以降、平瀬はアントラーズでも決定的な活躍ができず、マリノスにレンタルされたり、もう1つハッキリしないプレイぶりが継続。ヴィッセル移籍直後は、楽天が投資を開始した「新興チームに『かつてのスター選手』が移籍」と言う観点から取り上げられた事もあった。しかし、昨期は大久保の獲得などもあり、ヴィッセルでもはっきりした活躍ができず、とうとう解雇されてしまった。
この平瀬のベガルタへの参入は、双方にとって非常によい出会いになり得る。ベガルタからすれば、これ程の経験を積んだ日本人FWはかつての山下以来ではないか。ベガルタの若手選手達への経験伝授が期待できよう。また、もう1つはっきりした活躍ができずに30歳を過ぎた平瀬にとって、熱狂的なサポータが支えるクラブで、今まで以上のモチベーションを持って復活を目指すのは悪くないはず。
平瀬がユアテックスタジアムで「一花咲かす」事を多いに期待したい。
あのシドニー行きを決めた国立カザフ戦、平瀬がスタンドに投げ入れた汗まみれのユニフォームをゲットし、我が家の家宝としました。きっとその後何年も、代表で、鹿島で、大活躍してくれるものと信じ。

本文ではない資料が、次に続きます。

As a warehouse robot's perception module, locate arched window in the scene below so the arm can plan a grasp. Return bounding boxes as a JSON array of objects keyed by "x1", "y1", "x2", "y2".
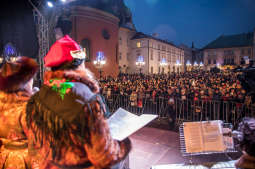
[{"x1": 81, "y1": 38, "x2": 91, "y2": 62}]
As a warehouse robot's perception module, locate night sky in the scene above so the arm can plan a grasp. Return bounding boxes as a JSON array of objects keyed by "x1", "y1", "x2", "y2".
[{"x1": 125, "y1": 0, "x2": 255, "y2": 48}]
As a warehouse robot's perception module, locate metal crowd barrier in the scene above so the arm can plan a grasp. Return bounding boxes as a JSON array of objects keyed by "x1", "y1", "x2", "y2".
[{"x1": 104, "y1": 94, "x2": 255, "y2": 125}]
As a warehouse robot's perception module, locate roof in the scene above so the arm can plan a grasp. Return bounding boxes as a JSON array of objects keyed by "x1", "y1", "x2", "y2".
[
  {"x1": 203, "y1": 32, "x2": 253, "y2": 49},
  {"x1": 131, "y1": 32, "x2": 181, "y2": 49},
  {"x1": 120, "y1": 24, "x2": 136, "y2": 31}
]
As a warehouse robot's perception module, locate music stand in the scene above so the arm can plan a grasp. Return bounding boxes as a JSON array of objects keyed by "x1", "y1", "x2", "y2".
[{"x1": 179, "y1": 123, "x2": 238, "y2": 164}]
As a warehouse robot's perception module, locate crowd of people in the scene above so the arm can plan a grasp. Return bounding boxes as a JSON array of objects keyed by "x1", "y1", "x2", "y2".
[{"x1": 100, "y1": 71, "x2": 252, "y2": 105}]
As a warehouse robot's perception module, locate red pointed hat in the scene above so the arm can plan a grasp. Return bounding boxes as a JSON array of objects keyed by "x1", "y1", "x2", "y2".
[{"x1": 44, "y1": 35, "x2": 85, "y2": 67}]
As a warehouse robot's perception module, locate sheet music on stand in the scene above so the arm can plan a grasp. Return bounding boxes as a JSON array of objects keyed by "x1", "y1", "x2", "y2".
[{"x1": 179, "y1": 120, "x2": 237, "y2": 157}]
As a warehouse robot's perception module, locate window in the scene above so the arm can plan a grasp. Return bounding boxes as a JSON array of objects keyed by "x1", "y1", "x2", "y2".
[
  {"x1": 224, "y1": 58, "x2": 227, "y2": 65},
  {"x1": 81, "y1": 38, "x2": 91, "y2": 61},
  {"x1": 151, "y1": 50, "x2": 153, "y2": 60},
  {"x1": 248, "y1": 49, "x2": 251, "y2": 55},
  {"x1": 230, "y1": 58, "x2": 235, "y2": 65},
  {"x1": 119, "y1": 52, "x2": 122, "y2": 59},
  {"x1": 136, "y1": 42, "x2": 141, "y2": 48},
  {"x1": 241, "y1": 49, "x2": 244, "y2": 55}
]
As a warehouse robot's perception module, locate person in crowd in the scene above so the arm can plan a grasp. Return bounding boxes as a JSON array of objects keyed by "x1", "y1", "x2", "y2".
[
  {"x1": 235, "y1": 118, "x2": 255, "y2": 169},
  {"x1": 0, "y1": 57, "x2": 38, "y2": 169},
  {"x1": 26, "y1": 35, "x2": 131, "y2": 169}
]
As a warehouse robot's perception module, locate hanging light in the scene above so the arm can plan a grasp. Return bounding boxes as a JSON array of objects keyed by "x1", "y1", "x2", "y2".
[{"x1": 47, "y1": 1, "x2": 54, "y2": 8}]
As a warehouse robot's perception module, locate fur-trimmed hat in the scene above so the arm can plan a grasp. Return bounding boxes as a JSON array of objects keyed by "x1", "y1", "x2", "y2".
[
  {"x1": 44, "y1": 35, "x2": 86, "y2": 67},
  {"x1": 0, "y1": 56, "x2": 38, "y2": 92}
]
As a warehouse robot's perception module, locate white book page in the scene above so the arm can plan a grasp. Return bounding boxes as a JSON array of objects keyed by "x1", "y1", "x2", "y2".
[
  {"x1": 222, "y1": 128, "x2": 234, "y2": 149},
  {"x1": 183, "y1": 122, "x2": 203, "y2": 153},
  {"x1": 107, "y1": 108, "x2": 157, "y2": 141},
  {"x1": 202, "y1": 120, "x2": 226, "y2": 151}
]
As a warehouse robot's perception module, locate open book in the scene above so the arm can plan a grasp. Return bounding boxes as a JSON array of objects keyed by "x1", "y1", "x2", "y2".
[
  {"x1": 183, "y1": 120, "x2": 227, "y2": 153},
  {"x1": 107, "y1": 108, "x2": 157, "y2": 141}
]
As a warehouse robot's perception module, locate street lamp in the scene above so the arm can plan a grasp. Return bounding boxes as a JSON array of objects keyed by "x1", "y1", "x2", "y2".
[
  {"x1": 159, "y1": 58, "x2": 168, "y2": 73},
  {"x1": 186, "y1": 60, "x2": 191, "y2": 71},
  {"x1": 175, "y1": 60, "x2": 182, "y2": 73},
  {"x1": 135, "y1": 56, "x2": 145, "y2": 74},
  {"x1": 199, "y1": 62, "x2": 204, "y2": 69},
  {"x1": 93, "y1": 51, "x2": 106, "y2": 79}
]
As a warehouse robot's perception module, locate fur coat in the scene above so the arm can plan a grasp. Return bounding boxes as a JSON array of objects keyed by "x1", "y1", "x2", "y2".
[
  {"x1": 0, "y1": 91, "x2": 31, "y2": 169},
  {"x1": 27, "y1": 71, "x2": 131, "y2": 169}
]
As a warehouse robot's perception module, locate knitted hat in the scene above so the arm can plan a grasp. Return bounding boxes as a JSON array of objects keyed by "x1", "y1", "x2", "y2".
[
  {"x1": 0, "y1": 56, "x2": 38, "y2": 92},
  {"x1": 44, "y1": 35, "x2": 86, "y2": 67}
]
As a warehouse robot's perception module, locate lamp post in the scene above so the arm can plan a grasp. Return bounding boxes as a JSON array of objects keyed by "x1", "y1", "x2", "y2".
[
  {"x1": 199, "y1": 62, "x2": 204, "y2": 69},
  {"x1": 159, "y1": 58, "x2": 168, "y2": 73},
  {"x1": 186, "y1": 60, "x2": 191, "y2": 71},
  {"x1": 193, "y1": 61, "x2": 198, "y2": 70},
  {"x1": 135, "y1": 56, "x2": 145, "y2": 74},
  {"x1": 93, "y1": 51, "x2": 106, "y2": 80},
  {"x1": 175, "y1": 60, "x2": 182, "y2": 73}
]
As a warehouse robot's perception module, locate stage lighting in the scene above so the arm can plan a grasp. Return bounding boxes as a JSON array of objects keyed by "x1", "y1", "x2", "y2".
[{"x1": 47, "y1": 1, "x2": 54, "y2": 8}]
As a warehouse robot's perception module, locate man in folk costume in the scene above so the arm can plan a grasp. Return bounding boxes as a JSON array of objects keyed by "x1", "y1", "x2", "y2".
[
  {"x1": 27, "y1": 35, "x2": 131, "y2": 169},
  {"x1": 0, "y1": 57, "x2": 38, "y2": 169}
]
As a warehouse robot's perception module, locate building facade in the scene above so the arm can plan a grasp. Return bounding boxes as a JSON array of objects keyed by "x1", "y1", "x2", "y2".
[
  {"x1": 119, "y1": 32, "x2": 184, "y2": 74},
  {"x1": 118, "y1": 26, "x2": 136, "y2": 73},
  {"x1": 203, "y1": 32, "x2": 255, "y2": 70},
  {"x1": 71, "y1": 6, "x2": 119, "y2": 77}
]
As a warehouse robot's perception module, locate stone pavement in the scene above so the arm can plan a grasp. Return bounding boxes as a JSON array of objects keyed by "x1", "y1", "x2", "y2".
[{"x1": 129, "y1": 126, "x2": 240, "y2": 169}]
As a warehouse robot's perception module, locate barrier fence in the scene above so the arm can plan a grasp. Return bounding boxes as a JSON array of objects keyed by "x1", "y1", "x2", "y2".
[{"x1": 104, "y1": 94, "x2": 255, "y2": 125}]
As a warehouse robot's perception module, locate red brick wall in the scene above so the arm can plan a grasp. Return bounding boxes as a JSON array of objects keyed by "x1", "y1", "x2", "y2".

ですが残念ながら、貴講釈の通り、その後平瀬は鳴かず飛ばず、移籍を重ね、とうとう神戸も戦力外になり、今年から仙台とのこと。
それでも今だに平瀬の活躍を祈らずににはいられません。
去年の北京予選最終サウジ戦にも、験を担いでそのユニフォームを着ていきました。周りの若い子達には、誰だよHIRASEって、という目で見られましたが。
そう言えば、仙台のFWは中島、田中と元鹿島が揃いましね。是非J1昇格を果たして下さい。来年、鹿スタで彼らにブーイングをする日を楽しみに待ってます。
一昨年は、湘南戦でのゴールで昇格に貢献したとはいえそうです。
今年は怪我もあり、選手層もありでほとんどトップで見ることは出来ませんでしたが、
とりあえず、U-21の選手と混ざって直向に練習する様子は、
ベテランの模範というか、若手には大変良い影響を与えていました。選手会長でしたしね。
仙台での活躍を祈っています。
思っていましたけど、先日の入団会見では一番
大人な印象を受けました(笑)
神戸時代は確かに不遇だったかなーと思います。
怪我もそうですが出場時間が少なすぎました。
僕は平瀬が14番になった事に運命を感じたい
と思っていますが(笑)
現役なのに懐かしいってのが書いてて悲しいかな。
当時は将来どうなっていくのか楽しみだったんですけど、今はTVで全く見ないです。
あの頃、「高くて、速くて、上手い」FWと評されたことがありました。誰のコメントか覚えてませんが。。
「高くて、速くて、上手い」FWは初めて、と言われてたんですが、その頃から「強さ」が抜けてるなぁと思っていました。
今はどういうプレーをしているのかわかりませんが、もう一度活躍をみたいですね。